Happily Divorced


by Ambujam Anantharaman

Thirty-three-year-old Priya [name changed] was miserable. Her divorce case against her adulterous husband had been dragging on for over three years, making her constantly relive the painful moments that had driven her to this state. He had several extra-marital affairs and on one occasion even asked her to look after an ill girlfriend. Even though she had walked out on her husband and moved into her parent's home with her young sons, her husband was unwilling to grant her a divorce. In fact, he even proclaimed his love for her in the family court. Things did not seem to head anywhere for her.

But then came a move that for Priya, and many like her, ushered in great relief. Following the facility of conciliations with the intervention of Tamil Nadu Mediation and Conciliation Centre (TNMCC), and what could not happen in three years was accomplished in four months. A divorce on mutual consent was agreed upon and a decree was granted by court.

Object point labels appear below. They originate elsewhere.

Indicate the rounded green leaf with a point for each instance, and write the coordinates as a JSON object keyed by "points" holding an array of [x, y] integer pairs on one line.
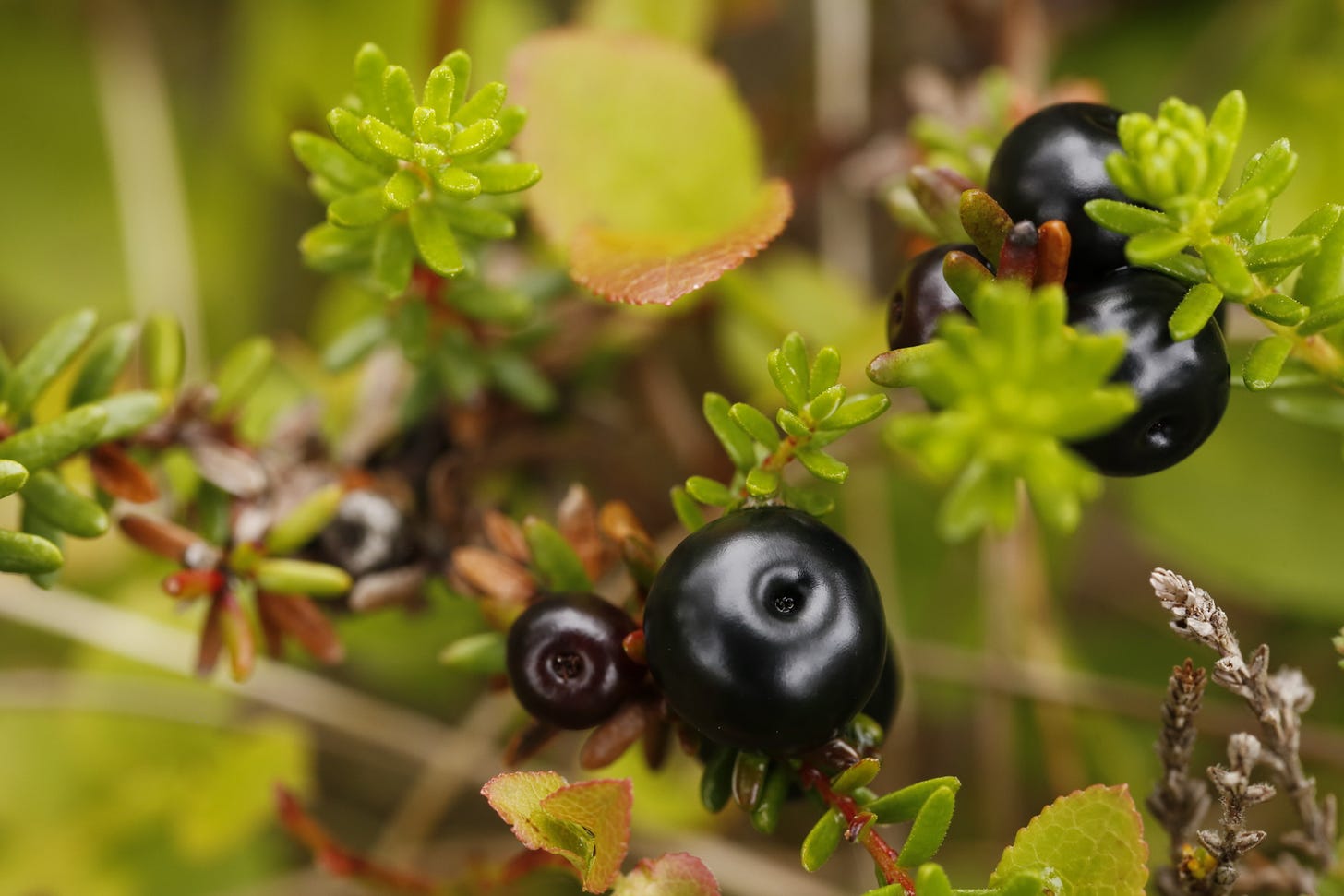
{"points": [[1086, 843]]}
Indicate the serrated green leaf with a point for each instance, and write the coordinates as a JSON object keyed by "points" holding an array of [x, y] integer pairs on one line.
{"points": [[330, 160], [1194, 311], [49, 444], [822, 466], [365, 209], [736, 442], [905, 804], [822, 840], [1265, 360], [37, 370], [707, 491], [282, 575], [241, 372], [435, 239], [931, 880], [762, 483], [756, 424], [498, 177], [1228, 270], [929, 829], [457, 182], [1155, 245], [1086, 843], [480, 653], [388, 138], [1125, 218], [1326, 316], [553, 557], [1279, 309], [65, 508], [27, 554], [106, 359]]}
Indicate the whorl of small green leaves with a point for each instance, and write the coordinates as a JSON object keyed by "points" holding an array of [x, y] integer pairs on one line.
{"points": [[410, 176], [1011, 388], [1218, 241], [817, 412]]}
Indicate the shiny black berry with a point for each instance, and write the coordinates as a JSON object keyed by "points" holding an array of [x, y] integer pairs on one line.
{"points": [[566, 663], [1182, 386], [922, 297], [765, 630], [1050, 165], [882, 704]]}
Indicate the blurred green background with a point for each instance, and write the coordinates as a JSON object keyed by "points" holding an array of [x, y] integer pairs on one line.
{"points": [[144, 165]]}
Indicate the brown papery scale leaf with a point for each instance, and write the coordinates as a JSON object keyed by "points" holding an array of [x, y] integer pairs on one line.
{"points": [[211, 639], [1052, 249], [577, 521], [985, 221], [401, 587], [159, 536], [117, 474], [494, 574], [528, 742], [506, 536], [615, 736], [300, 618]]}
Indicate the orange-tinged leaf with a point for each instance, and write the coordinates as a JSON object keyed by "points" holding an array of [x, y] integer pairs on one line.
{"points": [[516, 795], [669, 875], [1086, 843], [654, 180], [603, 807], [642, 270]]}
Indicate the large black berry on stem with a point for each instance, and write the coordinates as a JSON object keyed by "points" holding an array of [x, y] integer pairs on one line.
{"points": [[1182, 387], [765, 630], [1050, 165], [566, 663], [922, 297]]}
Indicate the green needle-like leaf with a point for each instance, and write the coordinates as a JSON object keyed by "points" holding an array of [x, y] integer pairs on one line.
{"points": [[46, 359], [49, 444], [556, 562], [435, 239], [27, 554], [65, 508], [12, 476]]}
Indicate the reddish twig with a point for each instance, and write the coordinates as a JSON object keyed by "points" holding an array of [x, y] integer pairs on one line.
{"points": [[860, 829]]}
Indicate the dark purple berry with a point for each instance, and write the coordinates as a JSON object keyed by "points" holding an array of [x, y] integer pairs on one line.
{"points": [[922, 297], [1182, 387], [566, 663], [765, 630], [1050, 165]]}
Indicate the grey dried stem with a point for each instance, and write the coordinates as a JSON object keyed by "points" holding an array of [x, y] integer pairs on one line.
{"points": [[1277, 701]]}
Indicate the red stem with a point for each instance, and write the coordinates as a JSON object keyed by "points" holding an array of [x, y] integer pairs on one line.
{"points": [[860, 828]]}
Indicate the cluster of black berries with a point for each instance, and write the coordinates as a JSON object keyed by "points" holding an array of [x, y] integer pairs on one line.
{"points": [[1047, 168], [763, 631]]}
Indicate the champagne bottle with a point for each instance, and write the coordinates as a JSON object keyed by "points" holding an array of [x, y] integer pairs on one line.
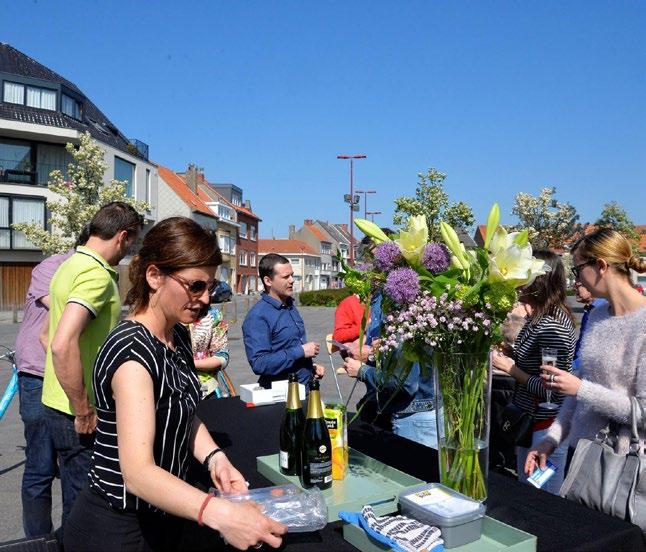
{"points": [[291, 430], [316, 456]]}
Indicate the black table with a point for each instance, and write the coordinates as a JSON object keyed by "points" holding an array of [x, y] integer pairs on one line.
{"points": [[246, 433]]}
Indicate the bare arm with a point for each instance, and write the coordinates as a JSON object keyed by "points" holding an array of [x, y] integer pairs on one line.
{"points": [[66, 357], [241, 524]]}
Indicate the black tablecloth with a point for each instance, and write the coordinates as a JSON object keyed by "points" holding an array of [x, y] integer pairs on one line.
{"points": [[246, 433]]}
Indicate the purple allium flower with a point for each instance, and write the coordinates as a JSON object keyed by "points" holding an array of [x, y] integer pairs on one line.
{"points": [[402, 285], [387, 255], [435, 258]]}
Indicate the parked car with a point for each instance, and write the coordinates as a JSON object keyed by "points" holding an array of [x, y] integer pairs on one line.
{"points": [[222, 293]]}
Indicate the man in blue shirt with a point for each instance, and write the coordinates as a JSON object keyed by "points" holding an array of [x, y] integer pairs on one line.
{"points": [[273, 331]]}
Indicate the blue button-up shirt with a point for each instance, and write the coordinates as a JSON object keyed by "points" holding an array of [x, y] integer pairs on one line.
{"points": [[273, 334]]}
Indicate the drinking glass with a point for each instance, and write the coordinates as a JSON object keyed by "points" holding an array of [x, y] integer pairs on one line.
{"points": [[549, 357]]}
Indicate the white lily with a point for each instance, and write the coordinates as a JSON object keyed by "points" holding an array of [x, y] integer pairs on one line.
{"points": [[412, 241]]}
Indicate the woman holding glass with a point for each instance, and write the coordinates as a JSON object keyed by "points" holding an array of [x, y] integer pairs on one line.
{"points": [[612, 354], [548, 329], [146, 394]]}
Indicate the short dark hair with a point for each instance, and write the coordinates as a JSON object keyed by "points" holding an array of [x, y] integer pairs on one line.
{"points": [[267, 264], [113, 218]]}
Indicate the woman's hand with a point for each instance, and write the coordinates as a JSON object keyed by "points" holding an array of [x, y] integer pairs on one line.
{"points": [[560, 381], [351, 366], [537, 457], [242, 524], [225, 477], [501, 361]]}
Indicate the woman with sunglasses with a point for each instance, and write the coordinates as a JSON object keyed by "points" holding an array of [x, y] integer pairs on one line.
{"points": [[146, 394], [613, 350], [550, 325]]}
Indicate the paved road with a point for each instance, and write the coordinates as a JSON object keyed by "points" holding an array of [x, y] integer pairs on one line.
{"points": [[318, 321]]}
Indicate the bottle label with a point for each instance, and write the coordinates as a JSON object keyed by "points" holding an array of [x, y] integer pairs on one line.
{"points": [[320, 472], [284, 459]]}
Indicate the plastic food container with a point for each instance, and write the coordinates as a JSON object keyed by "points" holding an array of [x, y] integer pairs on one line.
{"points": [[457, 516]]}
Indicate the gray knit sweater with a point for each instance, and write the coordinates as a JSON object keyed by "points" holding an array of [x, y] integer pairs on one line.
{"points": [[613, 368]]}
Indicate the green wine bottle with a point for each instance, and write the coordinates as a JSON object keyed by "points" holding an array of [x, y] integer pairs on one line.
{"points": [[291, 430], [316, 452]]}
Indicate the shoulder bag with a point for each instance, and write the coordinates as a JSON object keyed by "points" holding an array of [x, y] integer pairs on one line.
{"points": [[612, 483]]}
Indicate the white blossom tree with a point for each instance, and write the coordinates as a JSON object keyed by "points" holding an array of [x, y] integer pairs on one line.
{"points": [[550, 223], [81, 194]]}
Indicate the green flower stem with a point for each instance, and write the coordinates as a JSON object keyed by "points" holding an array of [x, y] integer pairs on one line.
{"points": [[462, 378]]}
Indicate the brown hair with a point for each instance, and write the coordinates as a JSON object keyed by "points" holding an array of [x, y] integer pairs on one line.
{"points": [[547, 294], [171, 245], [612, 247]]}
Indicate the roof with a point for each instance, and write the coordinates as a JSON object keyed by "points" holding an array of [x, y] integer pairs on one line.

Says Advocate A.J. Jawad, "The husband agreed to the divorce and also to provide Rs 15,000 per month for the maintenance of his children, who would stay with the mother. She [Priya] would not get alimony as she was employed. Being well-to- do, he would also deposit lump sums in the names of his seven- and nine-year-old sons."

While matrimonial disputes are painful for both parties, they are agonizing for children. Says Sriram Panchu, a senior advocate, "Courtrooms are intimidating, there is no confidentiality. There is an uncertainty and hostile cross-examinations. Sometimes, judges are also insensitive. But, in mediation, the parties have a chance to communicate and express their problem. Litigation between the parents means misery for the child." While courts call on children to express their views, in mediation, this is not done. Mediators get parents to agree on matters like custody, visitation rights, and so on.

Explaining the concept of mediation, Madras High Court Chief Justice A.P. Shah, Sriram Panchu  says, "The legal process increases conflict between parties who come to have their differences resolved. Conflict is treated with increased doses of conflict to hammer out a solution. In mediation, the accent is on moving parties away from conflicting positions and getting them to focus on what leads to a mutually acceptable solution. While one focuses on a "win over you" syndrome, the other is a "joint effort for mutual gain".

Other advantages are that mediation saves time and money, while the solutions can be creative and flexible. If parties want a court decree, the mediation agreement is filed in court and enforced. As both parties have reached a consensus, future disagreements do not arise. Mediation can also be used for disputes already in court. Confidentiality is assured and cannot be broken by the parties or the mediators.

Elaborating on the benefits for women, Geeta Ramaseshan, Coordinator, High Court Mediation Centre (HCMC), says mediators immediately identify cases where there is an unequal balance of power. Sometimes women are unable even to speak and so are taken for private sessions with mediators so that they can talk freely about their problems. However, these sessions - termed 'caucuses' - can be conducted for men, too. Sometimes, even parents can be a part of the process.

When asked about the approaches to mediation, Ramaseshan said, "There are two kinds of issues: questions of law; and actual relationships. Mediation is concerned with the latter. When a man and a woman are heading for divorce, communication between them would, most often, have broken down. So, the first step is to get them to start communicating. The next is to get them to move from 'talking at each other' to 'talking to each other'. If both parties have agreed on divorce, issues of alimony, child custody and division of property have to be settled. What is needed is for them to sit across the table and talk it out. Courts have no time for this." Where children are concerned, different options are generated by the parties and a satisfactory solution can be arrived at. In alimony, there are set norms and mediators spell them out. They ensure that expectations are realistic and also that the weaker party is not bullied into accepting less than what is due. If one party wants divorce and the other does not, mediators try for reconciliation.

However, in instances where there has been a history of abuse or violence, there is no point in making such an attempt. Ramaseshan clarifies that cases that involve technical or scientific disputes, like paternity, are never referred for mediation by judges.

The procedure for mediation goes like this. Parties retain the right to refuse mediation and can choose to go back to the courts at any point during the process. They can pick mediators of their choice, from a panel of trained lawyers in the High Court. From the courts' side, an administrative officer selects two mediators - one male and one female - for each case. They are selected based on factors such as the caseload of the lawyers and their skill sets. For instance, if the parties are north Indians, Hindi-speaking lawyers are picked. Mediation is done pro bono or free.